I can assist with that. Just let me know what part you're struggling with and I'll guide you through it.
I can assist with that. Just let me know what part you're struggling with and I'll guide you through it.
I'm attempting to set up Arch Linux on my ASUS Chromebook C100P. The installation went through initially, but after a reboot via Ctrl+U, the Network Service and Load/Save RF Kill Switch failed repeatedly, causing endless attempts without success. I've enabled the debug shell for troubleshooting. Someone might have useful advice. The image quality is poor, but thanks for your assistance. I followed the installation guide you linked. My system runs Chrome OS 84.0.4147.136 on an Asus Chromebook Flip C100P with these specs: ARM Mali 760 GPU, 16GB SSD, and 10.1" display.
Ensure you have an arch USB drive and enter the chroot environment. From there, begin diagnosing issues.

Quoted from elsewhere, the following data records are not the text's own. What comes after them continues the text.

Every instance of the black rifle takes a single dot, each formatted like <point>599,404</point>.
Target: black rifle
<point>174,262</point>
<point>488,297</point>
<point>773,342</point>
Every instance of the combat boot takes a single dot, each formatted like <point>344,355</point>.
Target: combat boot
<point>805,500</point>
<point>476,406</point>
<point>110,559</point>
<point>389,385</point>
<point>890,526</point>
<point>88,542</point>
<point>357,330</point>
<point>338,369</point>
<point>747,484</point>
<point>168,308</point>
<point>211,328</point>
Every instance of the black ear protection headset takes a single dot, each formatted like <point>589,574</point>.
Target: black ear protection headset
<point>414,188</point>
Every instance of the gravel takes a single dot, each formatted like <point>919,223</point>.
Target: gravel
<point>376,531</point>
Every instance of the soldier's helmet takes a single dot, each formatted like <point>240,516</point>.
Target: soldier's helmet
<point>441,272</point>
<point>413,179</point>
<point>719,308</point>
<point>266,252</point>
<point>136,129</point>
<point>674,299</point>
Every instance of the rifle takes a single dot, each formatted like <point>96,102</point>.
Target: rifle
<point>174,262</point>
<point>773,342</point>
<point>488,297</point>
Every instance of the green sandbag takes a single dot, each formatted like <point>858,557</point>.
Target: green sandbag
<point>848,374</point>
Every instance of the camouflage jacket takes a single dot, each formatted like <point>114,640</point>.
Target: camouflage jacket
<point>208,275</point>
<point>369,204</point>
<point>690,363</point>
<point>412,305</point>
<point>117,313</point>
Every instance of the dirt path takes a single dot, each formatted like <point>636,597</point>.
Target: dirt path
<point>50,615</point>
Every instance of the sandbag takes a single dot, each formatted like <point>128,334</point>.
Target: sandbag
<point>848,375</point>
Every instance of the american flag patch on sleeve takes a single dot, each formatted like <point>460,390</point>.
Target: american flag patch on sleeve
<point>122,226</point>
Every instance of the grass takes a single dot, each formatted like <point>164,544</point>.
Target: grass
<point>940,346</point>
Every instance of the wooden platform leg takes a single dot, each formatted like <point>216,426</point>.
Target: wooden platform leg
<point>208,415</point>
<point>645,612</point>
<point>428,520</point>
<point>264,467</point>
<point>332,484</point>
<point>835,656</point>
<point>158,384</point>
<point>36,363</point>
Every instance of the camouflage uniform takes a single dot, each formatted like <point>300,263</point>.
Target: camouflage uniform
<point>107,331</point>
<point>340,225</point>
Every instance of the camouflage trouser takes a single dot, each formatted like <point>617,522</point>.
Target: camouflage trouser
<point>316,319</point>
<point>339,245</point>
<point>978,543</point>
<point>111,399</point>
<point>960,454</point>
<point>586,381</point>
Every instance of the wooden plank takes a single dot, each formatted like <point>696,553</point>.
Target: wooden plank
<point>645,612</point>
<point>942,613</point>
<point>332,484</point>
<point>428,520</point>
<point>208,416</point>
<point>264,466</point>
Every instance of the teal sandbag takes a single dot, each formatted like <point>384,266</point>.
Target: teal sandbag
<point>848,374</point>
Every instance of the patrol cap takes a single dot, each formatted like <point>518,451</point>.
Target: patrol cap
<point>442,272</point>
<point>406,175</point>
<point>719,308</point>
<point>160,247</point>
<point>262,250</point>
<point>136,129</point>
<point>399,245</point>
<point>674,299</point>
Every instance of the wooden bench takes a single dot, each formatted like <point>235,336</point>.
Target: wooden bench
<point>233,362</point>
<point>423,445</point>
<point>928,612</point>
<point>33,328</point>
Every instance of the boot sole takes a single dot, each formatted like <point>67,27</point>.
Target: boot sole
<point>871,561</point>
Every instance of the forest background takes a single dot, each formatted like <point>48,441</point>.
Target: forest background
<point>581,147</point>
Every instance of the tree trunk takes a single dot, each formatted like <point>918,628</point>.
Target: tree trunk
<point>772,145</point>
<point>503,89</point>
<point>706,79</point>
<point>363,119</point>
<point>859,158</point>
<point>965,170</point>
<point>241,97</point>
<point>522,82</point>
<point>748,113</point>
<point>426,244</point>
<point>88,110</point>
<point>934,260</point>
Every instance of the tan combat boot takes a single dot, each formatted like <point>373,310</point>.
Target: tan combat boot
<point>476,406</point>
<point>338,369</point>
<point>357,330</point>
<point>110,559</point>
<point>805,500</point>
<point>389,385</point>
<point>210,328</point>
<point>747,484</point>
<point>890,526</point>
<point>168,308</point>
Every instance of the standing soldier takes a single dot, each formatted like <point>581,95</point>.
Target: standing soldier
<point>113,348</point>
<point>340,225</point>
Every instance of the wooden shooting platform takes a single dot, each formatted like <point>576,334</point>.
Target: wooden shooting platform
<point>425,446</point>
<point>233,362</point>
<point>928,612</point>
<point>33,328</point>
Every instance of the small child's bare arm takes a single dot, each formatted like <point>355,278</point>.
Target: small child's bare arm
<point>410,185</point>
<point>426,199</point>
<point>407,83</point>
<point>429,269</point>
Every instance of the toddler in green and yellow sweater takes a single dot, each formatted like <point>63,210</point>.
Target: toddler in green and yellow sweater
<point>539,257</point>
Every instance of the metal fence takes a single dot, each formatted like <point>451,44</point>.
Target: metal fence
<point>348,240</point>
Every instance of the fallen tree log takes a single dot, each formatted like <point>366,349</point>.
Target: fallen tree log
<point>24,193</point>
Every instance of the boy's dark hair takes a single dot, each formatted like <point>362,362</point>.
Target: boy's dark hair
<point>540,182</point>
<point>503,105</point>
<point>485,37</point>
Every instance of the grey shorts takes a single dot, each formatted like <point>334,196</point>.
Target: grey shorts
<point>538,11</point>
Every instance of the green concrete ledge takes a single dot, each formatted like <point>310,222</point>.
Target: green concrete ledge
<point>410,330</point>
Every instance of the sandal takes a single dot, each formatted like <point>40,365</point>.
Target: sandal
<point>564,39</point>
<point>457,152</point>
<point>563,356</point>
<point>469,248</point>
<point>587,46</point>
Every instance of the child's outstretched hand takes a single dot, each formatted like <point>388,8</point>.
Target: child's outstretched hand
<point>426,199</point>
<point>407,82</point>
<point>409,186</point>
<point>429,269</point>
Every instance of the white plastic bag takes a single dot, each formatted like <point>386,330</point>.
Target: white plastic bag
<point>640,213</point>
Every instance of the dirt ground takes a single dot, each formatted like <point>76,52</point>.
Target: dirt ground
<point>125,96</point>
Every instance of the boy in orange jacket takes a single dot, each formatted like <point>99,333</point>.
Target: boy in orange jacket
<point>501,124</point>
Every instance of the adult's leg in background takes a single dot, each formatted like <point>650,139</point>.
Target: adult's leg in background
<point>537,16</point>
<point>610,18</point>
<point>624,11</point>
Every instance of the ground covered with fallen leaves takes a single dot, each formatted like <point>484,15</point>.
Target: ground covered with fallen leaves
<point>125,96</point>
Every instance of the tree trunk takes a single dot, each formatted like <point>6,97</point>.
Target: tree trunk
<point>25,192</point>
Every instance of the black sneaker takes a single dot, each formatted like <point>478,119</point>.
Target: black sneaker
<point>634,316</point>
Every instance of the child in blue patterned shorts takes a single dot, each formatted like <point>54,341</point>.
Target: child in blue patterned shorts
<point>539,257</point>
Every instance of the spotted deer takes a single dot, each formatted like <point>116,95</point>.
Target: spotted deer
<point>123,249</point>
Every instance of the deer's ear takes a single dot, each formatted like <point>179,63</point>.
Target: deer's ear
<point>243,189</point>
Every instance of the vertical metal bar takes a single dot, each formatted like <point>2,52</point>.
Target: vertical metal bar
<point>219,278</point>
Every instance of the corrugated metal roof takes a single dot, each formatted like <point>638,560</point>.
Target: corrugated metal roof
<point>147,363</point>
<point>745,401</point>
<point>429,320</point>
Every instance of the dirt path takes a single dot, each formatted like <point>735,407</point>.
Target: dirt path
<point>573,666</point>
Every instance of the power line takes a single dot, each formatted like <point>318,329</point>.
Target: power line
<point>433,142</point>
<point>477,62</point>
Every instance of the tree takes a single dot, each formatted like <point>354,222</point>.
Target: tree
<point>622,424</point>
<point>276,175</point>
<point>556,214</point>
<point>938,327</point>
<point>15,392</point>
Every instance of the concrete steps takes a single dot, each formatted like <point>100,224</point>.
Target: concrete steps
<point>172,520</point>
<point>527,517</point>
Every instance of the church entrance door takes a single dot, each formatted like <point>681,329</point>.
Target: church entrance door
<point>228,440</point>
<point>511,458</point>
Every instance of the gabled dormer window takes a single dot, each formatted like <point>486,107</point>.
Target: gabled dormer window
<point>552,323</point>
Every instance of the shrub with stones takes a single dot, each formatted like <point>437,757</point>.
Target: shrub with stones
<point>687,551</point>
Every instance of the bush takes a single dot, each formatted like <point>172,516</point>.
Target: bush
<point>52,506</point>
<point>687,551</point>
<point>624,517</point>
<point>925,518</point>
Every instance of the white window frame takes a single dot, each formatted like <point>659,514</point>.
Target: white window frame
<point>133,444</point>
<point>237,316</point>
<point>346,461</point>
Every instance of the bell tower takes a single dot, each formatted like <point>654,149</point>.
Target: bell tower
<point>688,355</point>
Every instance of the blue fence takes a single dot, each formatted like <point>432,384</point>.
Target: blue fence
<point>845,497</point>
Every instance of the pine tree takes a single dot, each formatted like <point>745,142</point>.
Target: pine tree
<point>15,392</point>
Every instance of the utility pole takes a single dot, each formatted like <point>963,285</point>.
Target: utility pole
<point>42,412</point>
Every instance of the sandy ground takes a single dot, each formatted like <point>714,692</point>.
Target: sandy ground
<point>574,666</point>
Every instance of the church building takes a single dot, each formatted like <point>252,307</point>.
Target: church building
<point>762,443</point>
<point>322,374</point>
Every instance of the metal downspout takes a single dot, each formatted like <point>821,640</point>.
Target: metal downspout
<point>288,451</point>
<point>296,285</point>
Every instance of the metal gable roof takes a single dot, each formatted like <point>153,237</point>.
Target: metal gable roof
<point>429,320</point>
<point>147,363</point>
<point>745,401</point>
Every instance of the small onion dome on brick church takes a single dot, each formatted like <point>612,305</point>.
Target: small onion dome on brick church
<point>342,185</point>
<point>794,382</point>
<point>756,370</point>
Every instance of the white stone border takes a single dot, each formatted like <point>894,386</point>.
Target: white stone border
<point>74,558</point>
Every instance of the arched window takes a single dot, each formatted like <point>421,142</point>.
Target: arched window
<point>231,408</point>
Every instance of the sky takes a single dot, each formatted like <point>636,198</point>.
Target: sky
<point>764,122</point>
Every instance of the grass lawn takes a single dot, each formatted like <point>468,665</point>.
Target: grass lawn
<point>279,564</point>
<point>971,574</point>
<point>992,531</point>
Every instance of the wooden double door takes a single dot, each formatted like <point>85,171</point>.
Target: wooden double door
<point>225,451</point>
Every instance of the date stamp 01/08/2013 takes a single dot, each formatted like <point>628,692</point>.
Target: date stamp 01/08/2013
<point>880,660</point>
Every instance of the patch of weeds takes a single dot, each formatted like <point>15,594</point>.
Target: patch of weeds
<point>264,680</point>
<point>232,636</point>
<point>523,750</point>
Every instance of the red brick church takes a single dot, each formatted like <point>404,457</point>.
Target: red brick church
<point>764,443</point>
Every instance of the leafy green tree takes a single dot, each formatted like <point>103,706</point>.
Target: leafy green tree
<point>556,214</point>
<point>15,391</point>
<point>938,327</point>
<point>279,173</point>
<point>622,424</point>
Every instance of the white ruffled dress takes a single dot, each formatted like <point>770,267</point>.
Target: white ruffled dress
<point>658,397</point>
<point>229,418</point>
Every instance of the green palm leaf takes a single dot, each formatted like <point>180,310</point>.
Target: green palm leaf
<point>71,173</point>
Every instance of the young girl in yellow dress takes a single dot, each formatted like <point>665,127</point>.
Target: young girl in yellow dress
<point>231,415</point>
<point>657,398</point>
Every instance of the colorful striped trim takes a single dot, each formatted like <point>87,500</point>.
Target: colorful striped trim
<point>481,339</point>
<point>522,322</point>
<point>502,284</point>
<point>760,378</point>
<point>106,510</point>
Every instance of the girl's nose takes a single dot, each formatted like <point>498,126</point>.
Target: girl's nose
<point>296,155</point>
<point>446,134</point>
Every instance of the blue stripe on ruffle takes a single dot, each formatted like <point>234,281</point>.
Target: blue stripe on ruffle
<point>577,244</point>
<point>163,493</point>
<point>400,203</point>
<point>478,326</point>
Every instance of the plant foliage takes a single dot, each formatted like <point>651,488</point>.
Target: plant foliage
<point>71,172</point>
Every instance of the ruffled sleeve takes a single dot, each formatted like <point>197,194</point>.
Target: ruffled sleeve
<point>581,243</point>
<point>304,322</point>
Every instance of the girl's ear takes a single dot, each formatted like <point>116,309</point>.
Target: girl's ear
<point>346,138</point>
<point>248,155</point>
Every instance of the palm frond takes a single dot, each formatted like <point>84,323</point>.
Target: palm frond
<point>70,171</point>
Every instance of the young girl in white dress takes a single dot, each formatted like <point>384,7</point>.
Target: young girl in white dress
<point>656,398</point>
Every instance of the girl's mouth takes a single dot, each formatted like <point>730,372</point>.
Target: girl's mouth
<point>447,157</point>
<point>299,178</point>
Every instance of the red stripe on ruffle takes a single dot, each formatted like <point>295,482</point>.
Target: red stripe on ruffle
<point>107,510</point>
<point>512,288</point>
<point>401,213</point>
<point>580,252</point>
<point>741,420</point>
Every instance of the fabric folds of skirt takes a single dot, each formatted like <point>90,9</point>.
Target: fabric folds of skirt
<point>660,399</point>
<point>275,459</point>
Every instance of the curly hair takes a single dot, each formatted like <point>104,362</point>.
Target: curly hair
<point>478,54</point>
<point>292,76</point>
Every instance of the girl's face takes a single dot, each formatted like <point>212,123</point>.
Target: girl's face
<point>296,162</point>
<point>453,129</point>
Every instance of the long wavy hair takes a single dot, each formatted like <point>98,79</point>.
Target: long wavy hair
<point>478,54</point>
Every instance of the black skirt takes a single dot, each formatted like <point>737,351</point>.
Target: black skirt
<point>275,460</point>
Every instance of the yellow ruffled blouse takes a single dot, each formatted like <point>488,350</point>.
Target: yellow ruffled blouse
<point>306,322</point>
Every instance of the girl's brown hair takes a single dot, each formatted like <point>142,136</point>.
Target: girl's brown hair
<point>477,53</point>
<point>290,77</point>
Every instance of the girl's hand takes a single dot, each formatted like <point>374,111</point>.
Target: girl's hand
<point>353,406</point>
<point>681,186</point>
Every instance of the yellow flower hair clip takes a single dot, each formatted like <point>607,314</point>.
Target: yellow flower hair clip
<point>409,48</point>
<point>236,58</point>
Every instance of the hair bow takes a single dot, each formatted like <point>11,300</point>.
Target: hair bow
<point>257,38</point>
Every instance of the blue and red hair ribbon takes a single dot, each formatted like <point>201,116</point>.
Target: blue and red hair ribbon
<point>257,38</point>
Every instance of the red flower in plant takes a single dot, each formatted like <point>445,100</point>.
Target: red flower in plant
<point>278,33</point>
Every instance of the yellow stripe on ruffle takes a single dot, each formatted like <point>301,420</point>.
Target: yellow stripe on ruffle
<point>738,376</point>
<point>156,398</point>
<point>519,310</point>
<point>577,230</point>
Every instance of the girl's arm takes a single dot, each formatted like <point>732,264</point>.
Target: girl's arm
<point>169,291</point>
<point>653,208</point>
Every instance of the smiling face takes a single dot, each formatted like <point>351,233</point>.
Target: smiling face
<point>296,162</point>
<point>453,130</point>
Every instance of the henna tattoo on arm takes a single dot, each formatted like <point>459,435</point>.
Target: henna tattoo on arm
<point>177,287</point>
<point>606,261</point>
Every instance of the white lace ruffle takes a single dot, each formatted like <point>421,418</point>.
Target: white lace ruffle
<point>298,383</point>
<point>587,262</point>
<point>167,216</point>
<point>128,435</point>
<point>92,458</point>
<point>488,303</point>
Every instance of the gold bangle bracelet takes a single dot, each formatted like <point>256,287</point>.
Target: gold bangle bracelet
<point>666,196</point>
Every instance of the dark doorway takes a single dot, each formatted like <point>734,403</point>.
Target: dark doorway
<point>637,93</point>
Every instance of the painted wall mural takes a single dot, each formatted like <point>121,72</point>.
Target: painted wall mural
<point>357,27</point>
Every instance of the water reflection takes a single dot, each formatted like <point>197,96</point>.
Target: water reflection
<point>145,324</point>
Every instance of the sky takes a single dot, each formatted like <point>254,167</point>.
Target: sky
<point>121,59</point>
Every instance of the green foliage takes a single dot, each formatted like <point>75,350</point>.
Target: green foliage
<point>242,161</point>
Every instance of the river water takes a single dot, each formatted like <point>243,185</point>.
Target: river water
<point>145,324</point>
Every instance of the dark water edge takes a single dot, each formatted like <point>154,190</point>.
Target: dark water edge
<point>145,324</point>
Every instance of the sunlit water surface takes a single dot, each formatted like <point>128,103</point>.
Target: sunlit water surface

You can find the USB file by checking your device downloads folder or the source website where you received it. Let me know if you need further help!
visit the arch website, choose a repository to download the image, flash it onto a USB stick, insert the drive, boot from it, use lsblk to list your block devices, pick the main drive where Arch was installed (adjust based on size), then run chroot /dev/sdX (replace sdX with your label) to enter installation mode and begin troubleshooting your network manager.
Thank you for your input. It seems challenging to start from a USB on your Chromebook since it lacks standard BIOS support and no alternative BIOS was found. I've attempted various solutions online, but none resolved the issue. I've also tried using a custom ISO with the recovery tool, though results remain inconsistent. Please let me know if you'd like further assistance.
skip setting up the primary disk first, instead place it in a mount point such as mnt and then apply chroot there
Hey there, user from x64 and 86 Arch. I saw some strange looping failures earlier, but after checking a bit, it makes sense. When systemd set up multi-user, it usually forces systemd-networkd to run automatically on failure. That’s likely why you’re seeing this behavior. Unfortunately, unless systemd-networkd works properly, normal login will fail. But you can still access the rescue shell (systemd’s rescue.target), which doesn’t require networkd. You might also try enabling debug logs in systemd and manually starting systemd-networkd until you fix things. Once resolved, you should be able to return to a standard login. If you need help, refer to the Archlinux ARM documentation for troubleshooting tips.